Introduction

Always Encrypted is a feature in Windows SQL Server designed to protect sensitive data both at rest and in flight between a client application server and Azure or SQL Server database(s).

Data protected by Always Encrypted remains in an encrypted state until it has reached the client application server. This effectively mitigates man-in-the-middle attacks and provides assurances against unauthorized activity from rogue DBAs or admins with access to Azure or SQL server databases.

The nShield HSM secures the key used to protect the Column Master Key, stored in an encrypted state on the client application server.

Product configurations

Entrust successfully tested nShield HSM integration with Windows SQL Server and the Always Encrypted feature in the following configurations:

Remote server

Product Version

SQL Server

Microsoft SQL Server 2022

Base OS

Windows Server 2022 Datacenter

Client

Product Version

SQL Server GUI

Microsoft SQL Server Management Studio V18.8

Base OS

Windows 10 Enterprise

Supported nShield hardware and software versions

Entrust successfully tested with the following nShield hardware and software versions:

Product Security World Software Firmware Netimage OCS Softcard Module

Connect XC

13.4.5

12.50.11 (FIPS 140-2 certified) & 12.72.1 (FIPS 140-2 certified)

12.80.5 & 13.4.5

nShield 5c

13.4.5

13.2.2

13.2.2

nSaaS

12.80.4

12.72.1 (FIPS 140-2 certified)

12.80.5

Role separation

The generation of keys and the application of these keys for encryption or decryption are separate processes. The processes can be assigned to users with various access permissions, or Duty Roles.

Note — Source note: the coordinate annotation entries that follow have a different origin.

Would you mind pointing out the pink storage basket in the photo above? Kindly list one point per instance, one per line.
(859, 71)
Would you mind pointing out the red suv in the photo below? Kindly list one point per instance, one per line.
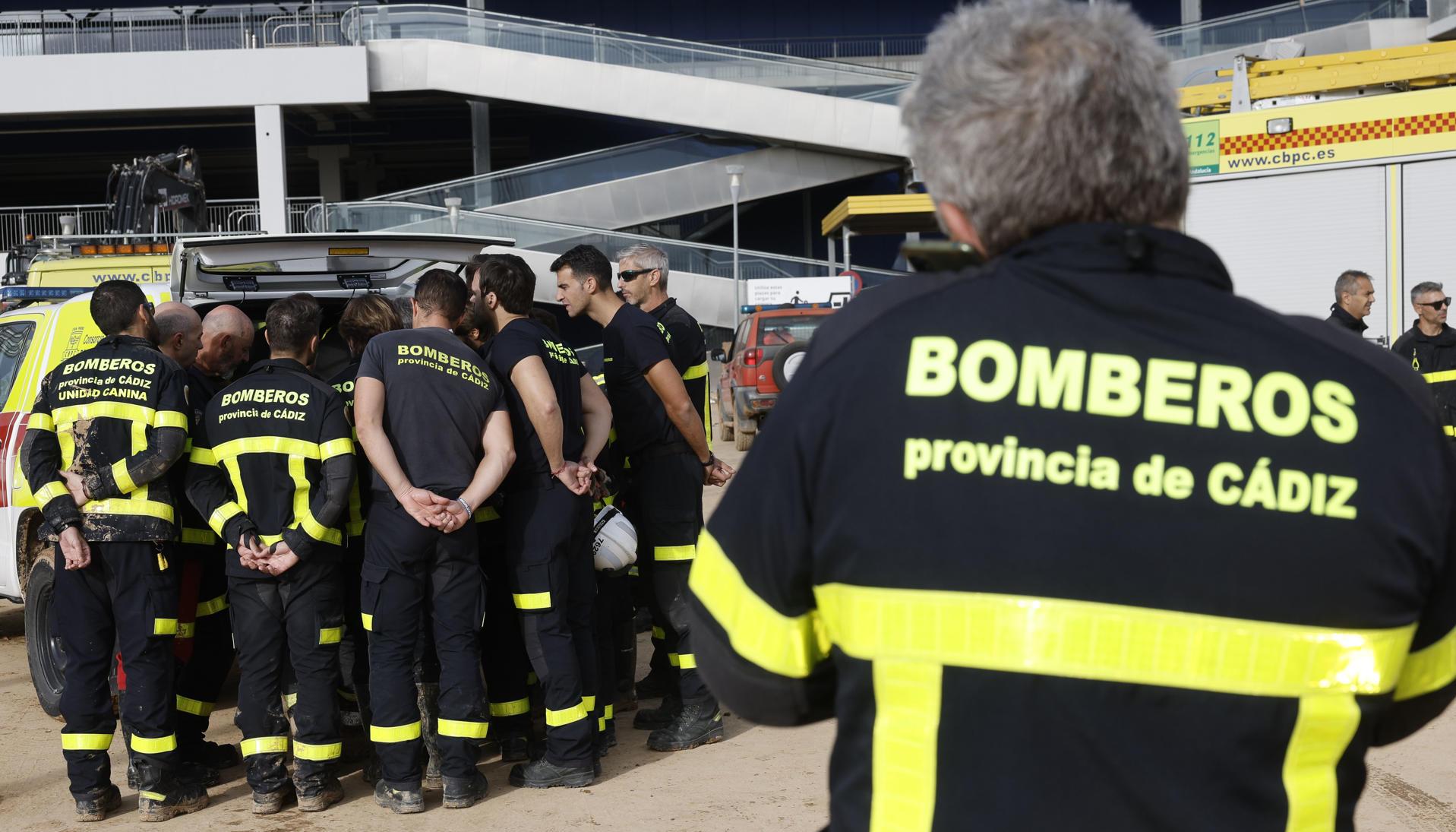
(760, 359)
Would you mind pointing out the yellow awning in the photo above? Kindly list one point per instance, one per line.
(883, 214)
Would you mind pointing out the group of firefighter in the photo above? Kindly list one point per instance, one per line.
(430, 544)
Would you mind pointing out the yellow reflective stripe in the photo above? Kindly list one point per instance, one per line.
(532, 601)
(223, 513)
(513, 708)
(316, 752)
(466, 729)
(169, 419)
(1322, 730)
(565, 717)
(903, 762)
(784, 644)
(395, 733)
(122, 477)
(85, 742)
(50, 492)
(153, 745)
(1084, 640)
(265, 745)
(194, 707)
(674, 552)
(1429, 669)
(198, 536)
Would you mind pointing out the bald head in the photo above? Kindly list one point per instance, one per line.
(228, 336)
(179, 331)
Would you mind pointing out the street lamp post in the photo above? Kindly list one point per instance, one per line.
(734, 184)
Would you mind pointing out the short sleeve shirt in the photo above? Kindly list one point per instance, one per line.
(517, 341)
(632, 344)
(437, 397)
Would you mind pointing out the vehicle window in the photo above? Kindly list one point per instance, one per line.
(15, 340)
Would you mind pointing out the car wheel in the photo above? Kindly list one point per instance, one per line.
(43, 638)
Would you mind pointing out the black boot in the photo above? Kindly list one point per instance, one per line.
(541, 774)
(698, 723)
(659, 717)
(465, 792)
(95, 805)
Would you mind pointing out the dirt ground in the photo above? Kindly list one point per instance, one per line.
(759, 779)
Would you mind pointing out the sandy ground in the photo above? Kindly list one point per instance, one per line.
(757, 779)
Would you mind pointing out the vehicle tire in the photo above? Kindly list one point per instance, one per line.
(43, 641)
(788, 362)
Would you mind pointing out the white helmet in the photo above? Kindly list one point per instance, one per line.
(614, 544)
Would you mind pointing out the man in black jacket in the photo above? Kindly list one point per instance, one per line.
(1354, 296)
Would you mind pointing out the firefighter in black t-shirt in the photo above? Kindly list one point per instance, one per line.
(670, 462)
(1152, 567)
(433, 422)
(561, 422)
(270, 470)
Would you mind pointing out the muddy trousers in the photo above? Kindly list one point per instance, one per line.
(666, 506)
(293, 619)
(204, 643)
(503, 650)
(127, 598)
(408, 566)
(548, 551)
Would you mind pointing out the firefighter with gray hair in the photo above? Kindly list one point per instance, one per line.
(1197, 592)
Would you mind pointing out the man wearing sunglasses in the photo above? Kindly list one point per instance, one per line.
(1430, 346)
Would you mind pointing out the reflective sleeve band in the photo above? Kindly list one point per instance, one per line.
(1103, 641)
(785, 644)
(557, 719)
(532, 601)
(169, 419)
(466, 729)
(316, 754)
(395, 733)
(159, 745)
(85, 742)
(50, 492)
(194, 707)
(1429, 669)
(220, 517)
(513, 708)
(674, 552)
(265, 745)
(122, 477)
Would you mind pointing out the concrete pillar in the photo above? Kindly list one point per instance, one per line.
(273, 169)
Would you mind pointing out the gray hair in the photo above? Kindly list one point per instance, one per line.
(1423, 287)
(1349, 283)
(1033, 114)
(647, 257)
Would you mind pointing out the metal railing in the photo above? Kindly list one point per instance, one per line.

The table below shows the processes and duty roles with reference to the Security Administrator and the database Administrator.

Entrust recommends that you allow only unprivileged connections unless you are performing administrative tasks.
Process Duty Role

Generating the Column Master Key (CMK) and Column Encryption Key (CEK)

Security Administrator

Applying the CMK and CEK in the database

Database Administrator

Four database permissions are required for Always Encrypted.

Operation Description

ALTER ANY COLUMN MASTER KEY

Required to generate and delete a column master key

ALTER ANY COLUMN ENCRYPTION KEY

Required to generate and delete a column encryption key

VIEW ANY COLUMN MASTER KEY

Required to access and read the metadata of the column master keys to manage keys or query encrypted columns

VIEW ANY COLUMN ENCRYPTION KEY

Required to access and read the metadata of the column encryption key to manage keys or query encrypted columns

Multiple Windows user accounts on a single client server

To enable multiple Windows user accounts on a single oclient server, ask Entrust Support for a Hotfix patch to allow multiple users to use the same always encrypted key.

Multiple client servers

Each client server wanting access to the content of the encrypted data with a given CEK must have:

  • An HSM in the same Security World.

  • A Hotfix patch to allow multiple users to use the same always encrypted key. Ask Entrust Support for this.

  • A copy of the CMK key token stored on its local drive.

Always Encrypted and TDE

The same Security World can be used for Always Encrypted and TDE.